[Just a terrific essay on K-Dot and the traditions of Black blues. -egg]
“There’s a certain kind of American story that is characterized by a laconic surface and a tight-lipped speaking voice. The narrator in this story has been made inarticulate by modern life. Vulnerable to his own loneliness, he is forced into an attitude of hard-boiled self-protection,” writes Vivian Gornick in her essay “Tenderhearted Men,” in which she takes to task the terse, unchanging masculinity of Raymond Carver and Andre Dubus. Gornick, however, could just as easily be writing about the emotional impasse found in hip-hop.

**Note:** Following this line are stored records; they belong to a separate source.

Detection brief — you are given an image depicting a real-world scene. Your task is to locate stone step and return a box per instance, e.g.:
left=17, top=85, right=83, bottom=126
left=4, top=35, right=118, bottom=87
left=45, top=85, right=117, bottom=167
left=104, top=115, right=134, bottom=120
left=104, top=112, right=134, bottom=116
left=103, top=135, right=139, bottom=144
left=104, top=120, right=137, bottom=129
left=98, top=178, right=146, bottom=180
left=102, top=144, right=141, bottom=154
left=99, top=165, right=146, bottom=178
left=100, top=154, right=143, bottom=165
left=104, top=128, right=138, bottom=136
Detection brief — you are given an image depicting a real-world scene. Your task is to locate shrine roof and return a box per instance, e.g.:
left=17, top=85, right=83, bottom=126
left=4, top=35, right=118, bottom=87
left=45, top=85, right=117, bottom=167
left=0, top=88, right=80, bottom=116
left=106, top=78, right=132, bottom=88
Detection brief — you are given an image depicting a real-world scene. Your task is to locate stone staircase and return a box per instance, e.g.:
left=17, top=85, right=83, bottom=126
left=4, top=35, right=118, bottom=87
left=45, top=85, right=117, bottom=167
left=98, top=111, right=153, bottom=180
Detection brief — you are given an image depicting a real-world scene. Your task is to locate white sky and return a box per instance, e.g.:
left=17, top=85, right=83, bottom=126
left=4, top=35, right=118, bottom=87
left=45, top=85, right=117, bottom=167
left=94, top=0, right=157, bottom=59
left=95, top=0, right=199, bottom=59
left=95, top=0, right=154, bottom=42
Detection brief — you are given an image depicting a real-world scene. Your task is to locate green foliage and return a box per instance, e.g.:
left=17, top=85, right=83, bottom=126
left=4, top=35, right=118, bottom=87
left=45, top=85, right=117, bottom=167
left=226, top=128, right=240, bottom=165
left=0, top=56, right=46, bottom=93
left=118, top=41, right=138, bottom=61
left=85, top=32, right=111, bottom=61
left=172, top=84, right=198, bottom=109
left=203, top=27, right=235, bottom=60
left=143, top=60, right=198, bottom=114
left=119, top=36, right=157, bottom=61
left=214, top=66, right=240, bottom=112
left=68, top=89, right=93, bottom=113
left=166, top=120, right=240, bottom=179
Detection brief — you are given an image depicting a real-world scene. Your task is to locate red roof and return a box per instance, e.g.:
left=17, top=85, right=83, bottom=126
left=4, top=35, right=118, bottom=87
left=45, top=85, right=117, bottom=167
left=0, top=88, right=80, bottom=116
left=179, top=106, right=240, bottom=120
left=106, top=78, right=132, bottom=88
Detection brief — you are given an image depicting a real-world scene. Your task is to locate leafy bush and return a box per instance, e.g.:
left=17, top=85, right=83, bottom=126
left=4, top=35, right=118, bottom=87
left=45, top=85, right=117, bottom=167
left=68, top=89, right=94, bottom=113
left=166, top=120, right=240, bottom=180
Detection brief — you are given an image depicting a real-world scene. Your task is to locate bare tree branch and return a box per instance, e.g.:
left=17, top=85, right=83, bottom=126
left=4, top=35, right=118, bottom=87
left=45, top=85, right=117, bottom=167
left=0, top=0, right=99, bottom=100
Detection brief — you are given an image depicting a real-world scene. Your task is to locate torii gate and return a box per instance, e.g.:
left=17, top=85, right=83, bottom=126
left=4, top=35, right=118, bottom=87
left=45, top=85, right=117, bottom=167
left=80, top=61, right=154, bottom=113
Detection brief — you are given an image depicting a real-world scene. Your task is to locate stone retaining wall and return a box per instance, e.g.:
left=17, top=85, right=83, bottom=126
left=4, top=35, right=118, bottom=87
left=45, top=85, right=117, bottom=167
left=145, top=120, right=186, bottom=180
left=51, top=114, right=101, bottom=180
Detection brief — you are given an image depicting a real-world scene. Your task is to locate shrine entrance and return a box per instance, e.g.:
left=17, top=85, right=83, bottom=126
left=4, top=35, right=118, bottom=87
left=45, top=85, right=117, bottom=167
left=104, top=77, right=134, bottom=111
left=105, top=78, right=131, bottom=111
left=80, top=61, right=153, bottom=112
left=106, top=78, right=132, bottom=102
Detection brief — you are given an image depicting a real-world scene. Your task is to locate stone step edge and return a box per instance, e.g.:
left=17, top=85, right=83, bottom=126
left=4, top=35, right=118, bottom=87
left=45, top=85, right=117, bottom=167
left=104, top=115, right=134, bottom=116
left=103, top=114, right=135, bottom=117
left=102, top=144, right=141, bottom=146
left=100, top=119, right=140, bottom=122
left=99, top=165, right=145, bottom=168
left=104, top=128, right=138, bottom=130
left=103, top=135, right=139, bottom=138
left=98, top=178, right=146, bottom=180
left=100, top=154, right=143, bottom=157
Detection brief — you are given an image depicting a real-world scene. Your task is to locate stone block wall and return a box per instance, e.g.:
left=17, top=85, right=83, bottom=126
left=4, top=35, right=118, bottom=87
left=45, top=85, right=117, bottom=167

A few months ago, when Kendrick Lamar released his album good kid m.A.A.d city, it excited all of the critics who get paid good money to not get too excited. They were mesmerized by the album’s narrative arc and the power of Lamar’s storytelling. The cosigns and cameos Lamar had received from his Compton godfathers Dr. Dre and MC Eiht impressed them. Lamar’s first major label release wasn’t just good — it also had the strange fatalism of a plaintive, grave, 25-year-old man-child unafraid to sound all Septimus Smith with his anxieties, to break open the status quo’s “laconic surface” with his youthful vulnerability. He is young, but also old enough to know that nothing in life is promised for men like him except death. So, on the album’s strongest song, he asks for only one thing and it recalls the blues elegies of Son House and Robert Johnson: “When the lights shut off, and it is my turn to settle down, promise that you will sing about me.”